The Revolution OS is now about ten years old (this was my second viewing, the first one being when it was released). It's not a bad movie, and as a documentary it's an interesting accounting on the early life of Linux. I just happened to find the movie a bit slanted (sometimes verging on the obsurd). For example, there is an apparent rant by Bill Gates in the Homebrew Computer Club newsletter about how paid software is necessary for quality's sake (and for other reasons, including that good software takes time and money to do it well). The reading-outloud of this letter was as if Bill was crazy or something. I don't think that Free Software is crazy, but I also don't think that commercial software is crazy. As a hobbyist it may be OK for something to not work, but when looking at the enterprise (or heck, some high school student working on a paper), if the computer does not work, there is a problem and you can't necessary divert your time from your important task at hand (a term paper) to fix code that is broken.
In the Revolution OS, there is a black and white setup for open source versus commercial - a false dichotomy in my mind. One of the "good things" about open source is (according to this film anyway) is that people involved with Open Source do not ask What's In It For Me (WIIFM). This, however, is, in a sense, rendered false by the Cathedral and the Bazaar (or at least the audio version) when Raymond writes that the users of linux are rewarded for contributing bugs and bug fixes in some way. Even if it's something small, like a mention in a Newsletter to community, there IS something in for the person who chooses to contribute. It may not be monetary (at least immediately) but one can't claim that there isn't nothing in it for the end user to contribute to a better product.
One thing that really stuck with me from the Cathedral and the Bazaar was that projects cannot start in Bazaar mode. In Cathedral mode, bugs are a priority requiring the resources of a QA team to find and remove. In Bazaar mode bugs are something you cal live with. End users find them, the community fixes them, and both parties get rewarded (both by better software and some recognition). This part-time relationship to the process and to the development product isn't conducive to starting a product; thus you can't start a product in Bazaar mode. Your project initiation stage, and up to a first working/functional draft needs to be in Cathedral mode - a managed process. Once you've work a working something, you can transition to a Bazaar mode.
So how does this fit into education? For me it fits in with open content, and OER, and even open research.

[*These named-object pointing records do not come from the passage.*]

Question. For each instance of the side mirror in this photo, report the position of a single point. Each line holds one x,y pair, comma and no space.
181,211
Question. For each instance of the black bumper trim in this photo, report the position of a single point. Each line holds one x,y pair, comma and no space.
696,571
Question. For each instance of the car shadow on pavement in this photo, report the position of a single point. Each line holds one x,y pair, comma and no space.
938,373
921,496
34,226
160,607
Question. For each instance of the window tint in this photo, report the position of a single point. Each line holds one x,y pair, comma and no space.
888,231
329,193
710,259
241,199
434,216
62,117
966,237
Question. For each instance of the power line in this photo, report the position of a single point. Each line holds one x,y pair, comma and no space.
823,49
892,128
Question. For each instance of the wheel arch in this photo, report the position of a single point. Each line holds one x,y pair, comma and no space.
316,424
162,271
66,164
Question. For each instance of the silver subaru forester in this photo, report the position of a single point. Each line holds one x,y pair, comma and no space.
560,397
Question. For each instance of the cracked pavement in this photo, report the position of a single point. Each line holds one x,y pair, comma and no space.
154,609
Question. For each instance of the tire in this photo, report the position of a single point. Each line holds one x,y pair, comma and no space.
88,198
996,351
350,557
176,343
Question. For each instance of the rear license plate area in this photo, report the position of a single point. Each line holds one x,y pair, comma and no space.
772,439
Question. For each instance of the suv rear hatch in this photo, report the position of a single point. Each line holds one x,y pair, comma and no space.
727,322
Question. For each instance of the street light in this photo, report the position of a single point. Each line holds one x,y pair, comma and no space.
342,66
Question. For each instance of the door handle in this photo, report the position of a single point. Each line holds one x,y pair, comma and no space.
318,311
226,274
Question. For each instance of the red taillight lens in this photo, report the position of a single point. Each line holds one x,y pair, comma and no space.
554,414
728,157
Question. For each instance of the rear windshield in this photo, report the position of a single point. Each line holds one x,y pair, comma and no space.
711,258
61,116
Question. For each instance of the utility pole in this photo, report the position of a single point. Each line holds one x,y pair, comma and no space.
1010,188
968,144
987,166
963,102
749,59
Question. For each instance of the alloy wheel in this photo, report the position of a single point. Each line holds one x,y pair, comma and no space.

If you want to work on a project, something that will be open (at least a Share-Alike license, or something that will be worked on collaboratively) you need to get a working draft started, and then people can pitch in and improve things. If you wait for a workgroup to get something started in Bazaar mode you may have death of project by committee (in my opinion anyway). Sure, this means that the initial creator of something open in education will have to be like Linus Torvalds, working on something on his own, but once something is working, it can be shared and improved upon.